While a full assessment of the clinical utility of WGS in this setting is currently under study, it should be noted that in a proportion of cases, diagnosis in this cohort led to changes in clinical management related to their underlying disease. Specifically, for children affected by POLR3-related leukodystrophy, endocrinologic and ophthalmologic follow-up is warranted.24 Similarly, for individuals affected by vanishing white matter disease, careful attention to prevention of head injury and management of febrile infections provides important modification of the natural history of this disease. In children with mitochondrial disease, such as those identified as NDUFV1 and ISCA2, disease identification can allow for appropriate prognostication, management of extra neurologic organ involvement, and supportive care, whereas conversely, megalencephalic leukodystrophy with subcortical cysts associated with HEPACAM mutations has an often relatively benign phenotype and reassurance can be provided. Finally, in certain metabolic conditions, such as congenital disorders of glycosylation, disease management can provide screening for multisystem organ dysfunction commonly seen in these conditions. In addition, in our patient with SLC35A2 mutations, treatment with rare sugar galactose therapy was initiated.

Discussion

Here, we report on what is, to our knowledge, the first randomized controlled study of GS in pediatric patients with white matter disorders. Patients received either immediate first-line GS along with SoC diagnostics or SoC diagnostic tests for 4 months before receiving GS (if the individual had not achieved a definitive diagnosis by time of crossover).
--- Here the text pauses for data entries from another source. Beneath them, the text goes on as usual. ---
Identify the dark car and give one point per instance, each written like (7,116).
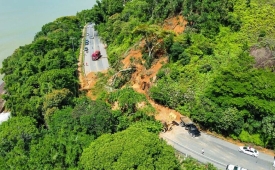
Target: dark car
(193,130)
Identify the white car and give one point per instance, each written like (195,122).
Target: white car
(234,167)
(248,150)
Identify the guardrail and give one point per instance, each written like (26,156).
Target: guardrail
(195,152)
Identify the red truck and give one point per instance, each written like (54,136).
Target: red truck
(96,55)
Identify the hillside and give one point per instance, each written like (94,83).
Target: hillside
(211,61)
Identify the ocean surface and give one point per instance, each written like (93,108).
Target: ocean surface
(21,20)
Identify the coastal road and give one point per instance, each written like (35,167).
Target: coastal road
(218,152)
(95,43)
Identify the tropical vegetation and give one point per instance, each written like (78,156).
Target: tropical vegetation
(220,72)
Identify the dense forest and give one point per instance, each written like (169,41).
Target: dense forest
(220,72)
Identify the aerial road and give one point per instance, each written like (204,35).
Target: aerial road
(216,151)
(93,43)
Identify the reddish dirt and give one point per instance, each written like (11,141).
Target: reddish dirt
(142,79)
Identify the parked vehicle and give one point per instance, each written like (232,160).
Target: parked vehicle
(96,55)
(167,125)
(249,150)
(193,130)
(234,167)
(185,121)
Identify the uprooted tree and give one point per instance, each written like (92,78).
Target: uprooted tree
(153,35)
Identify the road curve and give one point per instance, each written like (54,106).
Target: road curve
(218,152)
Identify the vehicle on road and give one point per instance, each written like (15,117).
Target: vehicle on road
(193,130)
(185,121)
(167,125)
(248,150)
(96,55)
(234,167)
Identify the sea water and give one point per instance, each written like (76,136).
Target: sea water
(21,20)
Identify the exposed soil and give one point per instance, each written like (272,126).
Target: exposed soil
(142,79)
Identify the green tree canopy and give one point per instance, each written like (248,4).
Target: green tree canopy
(134,148)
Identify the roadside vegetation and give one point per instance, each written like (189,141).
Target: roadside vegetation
(220,72)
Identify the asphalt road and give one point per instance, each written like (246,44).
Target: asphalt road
(94,44)
(216,151)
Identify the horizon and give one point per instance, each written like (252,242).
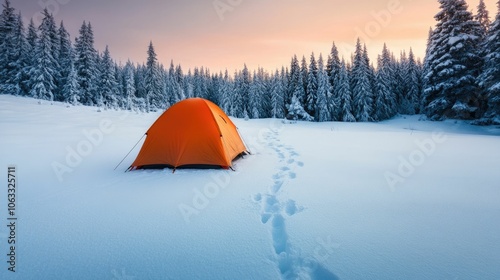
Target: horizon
(223,34)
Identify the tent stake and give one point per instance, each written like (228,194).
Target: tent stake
(129,153)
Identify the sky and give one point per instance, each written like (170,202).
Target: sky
(226,34)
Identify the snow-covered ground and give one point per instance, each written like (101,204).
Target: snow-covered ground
(401,199)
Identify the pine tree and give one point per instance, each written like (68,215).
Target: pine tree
(490,77)
(413,84)
(155,98)
(20,62)
(343,87)
(293,78)
(323,92)
(483,17)
(385,99)
(277,97)
(44,72)
(333,69)
(132,102)
(65,60)
(8,23)
(296,111)
(86,65)
(454,63)
(225,93)
(304,74)
(108,86)
(403,98)
(312,87)
(71,89)
(255,97)
(362,88)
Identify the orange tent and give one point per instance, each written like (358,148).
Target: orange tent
(193,132)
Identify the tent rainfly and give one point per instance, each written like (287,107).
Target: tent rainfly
(192,133)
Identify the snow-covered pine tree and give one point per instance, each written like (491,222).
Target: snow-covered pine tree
(277,96)
(312,87)
(293,78)
(244,91)
(86,58)
(108,86)
(333,70)
(304,73)
(323,92)
(490,77)
(44,71)
(296,111)
(343,87)
(454,64)
(8,22)
(131,101)
(23,77)
(71,89)
(225,93)
(385,99)
(237,107)
(255,97)
(155,98)
(20,60)
(66,58)
(413,84)
(119,77)
(179,79)
(483,17)
(362,88)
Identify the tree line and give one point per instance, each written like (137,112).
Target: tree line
(459,78)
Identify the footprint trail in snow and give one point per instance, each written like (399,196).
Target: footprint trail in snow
(275,210)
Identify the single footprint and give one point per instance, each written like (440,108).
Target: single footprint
(285,168)
(277,186)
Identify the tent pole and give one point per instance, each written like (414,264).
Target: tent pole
(244,142)
(129,153)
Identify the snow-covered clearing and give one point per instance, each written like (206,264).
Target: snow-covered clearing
(401,199)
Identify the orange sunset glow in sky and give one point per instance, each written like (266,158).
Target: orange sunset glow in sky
(225,34)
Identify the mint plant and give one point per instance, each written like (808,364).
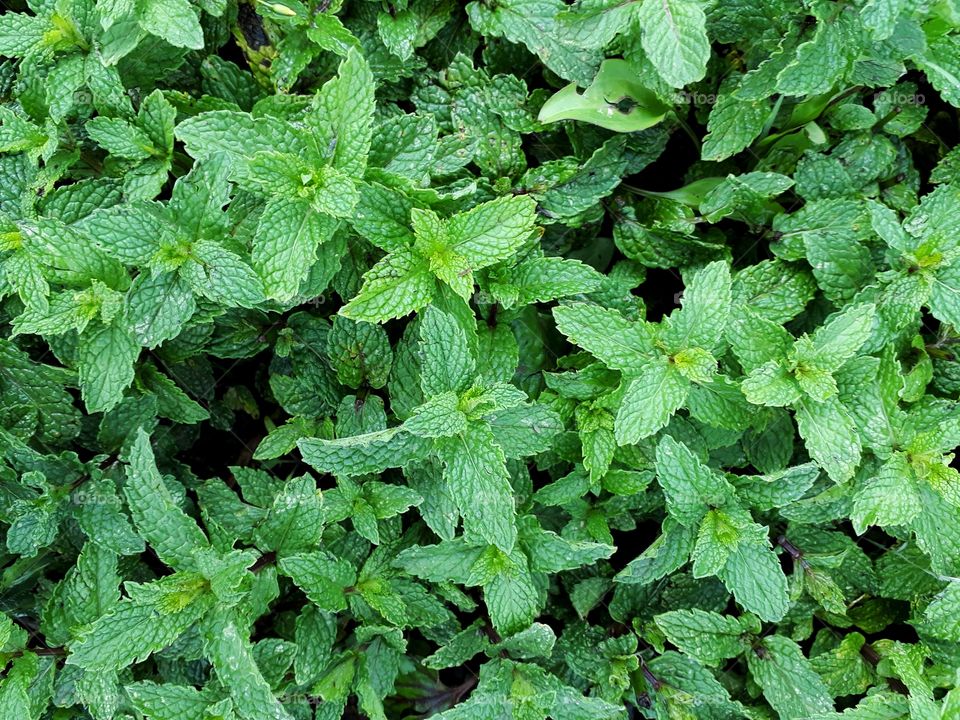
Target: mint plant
(524,359)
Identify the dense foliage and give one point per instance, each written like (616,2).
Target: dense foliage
(506,359)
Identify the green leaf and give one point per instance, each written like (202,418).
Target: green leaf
(322,577)
(675,39)
(651,398)
(707,636)
(159,520)
(398,285)
(615,100)
(446,363)
(233,661)
(688,485)
(606,334)
(830,436)
(788,682)
(492,231)
(476,473)
(362,454)
(533,24)
(152,618)
(288,236)
(105,360)
(175,21)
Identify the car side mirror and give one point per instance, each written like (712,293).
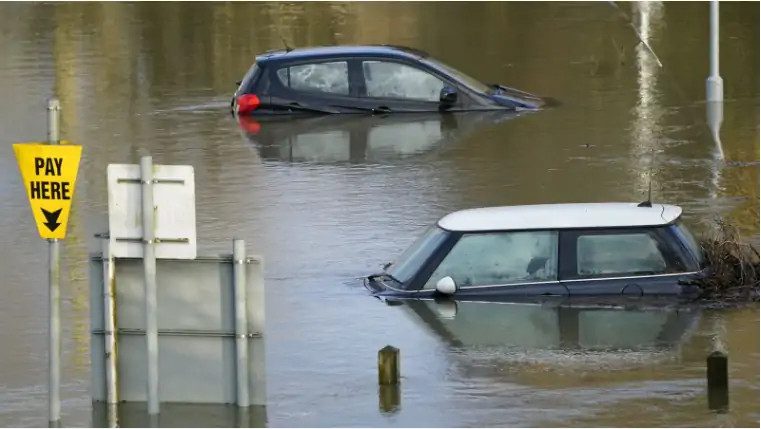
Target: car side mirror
(446,286)
(447,97)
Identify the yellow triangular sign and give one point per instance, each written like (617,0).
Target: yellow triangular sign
(49,173)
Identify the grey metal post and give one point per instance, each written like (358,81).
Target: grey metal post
(54,277)
(149,265)
(714,83)
(241,321)
(109,320)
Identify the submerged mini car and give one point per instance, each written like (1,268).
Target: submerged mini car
(565,250)
(366,79)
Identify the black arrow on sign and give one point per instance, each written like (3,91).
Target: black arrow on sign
(52,219)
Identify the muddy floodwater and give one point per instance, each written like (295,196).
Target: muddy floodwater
(331,199)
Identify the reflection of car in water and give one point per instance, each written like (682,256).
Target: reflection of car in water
(366,79)
(558,325)
(349,138)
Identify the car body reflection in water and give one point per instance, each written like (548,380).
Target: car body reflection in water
(554,330)
(361,139)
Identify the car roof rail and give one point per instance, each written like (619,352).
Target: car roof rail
(421,53)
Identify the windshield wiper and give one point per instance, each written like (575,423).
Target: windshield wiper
(372,277)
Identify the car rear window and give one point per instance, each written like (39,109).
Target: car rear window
(250,75)
(620,254)
(692,243)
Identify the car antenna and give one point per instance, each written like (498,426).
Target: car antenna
(287,48)
(282,39)
(649,202)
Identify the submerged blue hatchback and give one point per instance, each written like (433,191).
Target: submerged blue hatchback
(366,79)
(561,250)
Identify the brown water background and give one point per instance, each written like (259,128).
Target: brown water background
(325,204)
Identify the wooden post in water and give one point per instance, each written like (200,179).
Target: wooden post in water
(388,366)
(717,373)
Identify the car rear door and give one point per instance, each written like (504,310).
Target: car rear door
(388,85)
(313,86)
(623,261)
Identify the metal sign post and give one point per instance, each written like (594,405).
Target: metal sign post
(714,83)
(54,277)
(49,172)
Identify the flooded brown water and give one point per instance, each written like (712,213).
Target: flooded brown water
(328,201)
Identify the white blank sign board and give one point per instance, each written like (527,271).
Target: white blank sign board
(174,201)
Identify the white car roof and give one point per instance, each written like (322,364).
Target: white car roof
(559,216)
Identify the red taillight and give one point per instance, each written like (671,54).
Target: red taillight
(247,103)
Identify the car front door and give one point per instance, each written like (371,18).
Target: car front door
(627,261)
(393,86)
(511,263)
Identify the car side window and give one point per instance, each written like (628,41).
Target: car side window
(385,79)
(331,77)
(635,253)
(500,259)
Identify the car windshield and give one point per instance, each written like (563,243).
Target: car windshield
(472,82)
(410,262)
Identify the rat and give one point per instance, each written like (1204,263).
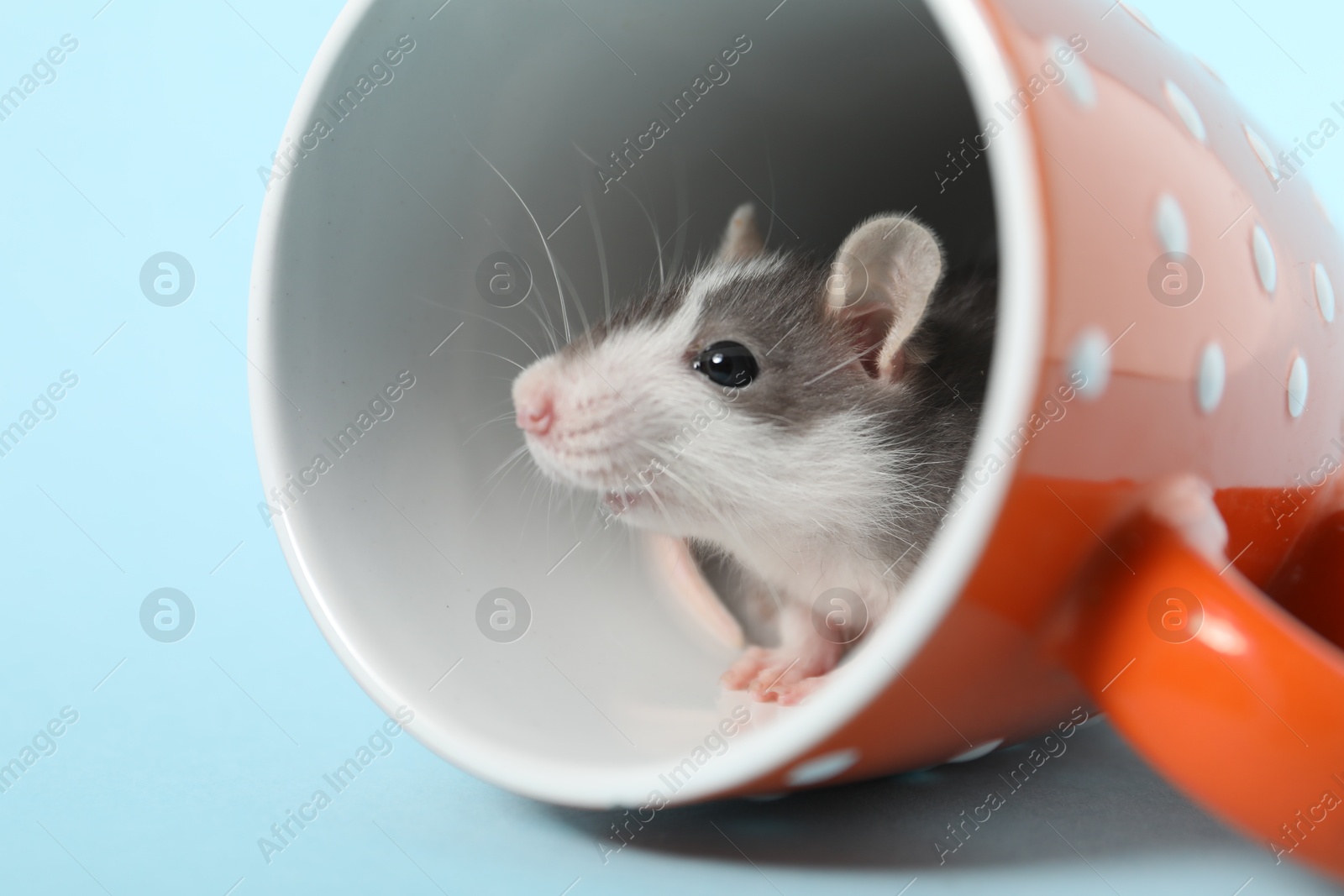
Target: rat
(801,425)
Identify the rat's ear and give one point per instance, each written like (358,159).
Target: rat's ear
(741,238)
(880,284)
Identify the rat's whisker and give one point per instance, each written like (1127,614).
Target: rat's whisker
(564,316)
(477,351)
(481,426)
(507,329)
(591,207)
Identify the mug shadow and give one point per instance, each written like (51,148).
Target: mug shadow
(1093,801)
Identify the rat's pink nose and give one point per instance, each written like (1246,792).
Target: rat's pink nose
(535,412)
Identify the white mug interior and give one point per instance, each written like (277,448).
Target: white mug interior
(381,369)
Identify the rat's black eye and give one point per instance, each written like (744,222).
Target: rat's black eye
(727,364)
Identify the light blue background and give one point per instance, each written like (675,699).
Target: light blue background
(150,140)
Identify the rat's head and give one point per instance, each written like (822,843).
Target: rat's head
(757,390)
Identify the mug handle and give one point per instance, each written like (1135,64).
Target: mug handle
(1222,691)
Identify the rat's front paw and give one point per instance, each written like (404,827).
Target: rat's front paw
(1186,504)
(780,673)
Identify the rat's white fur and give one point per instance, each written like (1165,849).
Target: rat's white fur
(635,421)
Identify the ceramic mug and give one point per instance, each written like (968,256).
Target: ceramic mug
(456,183)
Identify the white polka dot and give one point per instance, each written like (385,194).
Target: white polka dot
(1090,363)
(1324,291)
(1297,387)
(1213,376)
(976,752)
(1263,154)
(1265,265)
(822,768)
(1169,224)
(1184,107)
(1079,81)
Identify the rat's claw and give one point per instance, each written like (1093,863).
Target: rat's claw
(774,673)
(745,671)
(792,694)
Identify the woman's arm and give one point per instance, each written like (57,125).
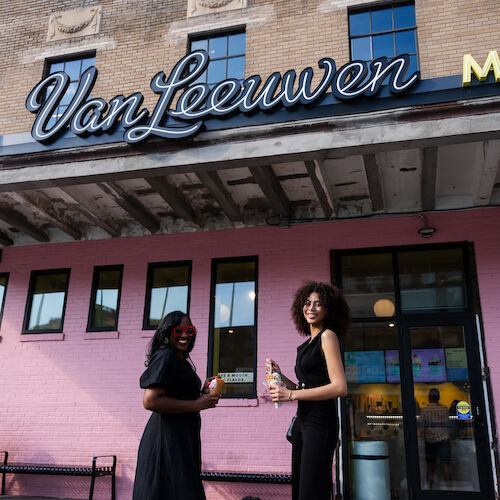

The findings indicate that implementation of GS as a first-line test in this population more than doubles the overall diagnostic yield compared to SoC in the same time period (21% vs 56%; p < 0.005, Wild–Seber test of overlapping proportions). Additionally, first-line GS significantly decreases the time to a diagnosis (p = 0.04, log-rank test) despite the rapid crossover to delayed-GS in unsolved individuals (4 months), and provides insights that may be missed by other molecular testing modalities including ES, including copy number and intergenic variants. In this cohort, only 12 of 26 resolved individuals were found to have variants in genes or enzymatic testing indicative of a canonical leukodystrophy.3,20 The remainder were unlikely to be identified on panel-based approaches commonly in use in this population. Importantly, GS also performs pattern recognition alone better than MRI in the context of patients who do not have a canonical leukodystrophy.20 Taken together, these data indicate that a combination of rapid biochemical testing and trio-GS can yield overall diagnostic success (26/34 individuals interrogated [76.5%]) in less than a month, which is a marked improvement compared to historical averages of 35–50% of white matter disorders resolved over 16 months to 8 years.3,10,25 This shift is particularly important given the growing number of rare diseases with disease-specific management, such that access to earlier diagnosis may ultimately change clinical care.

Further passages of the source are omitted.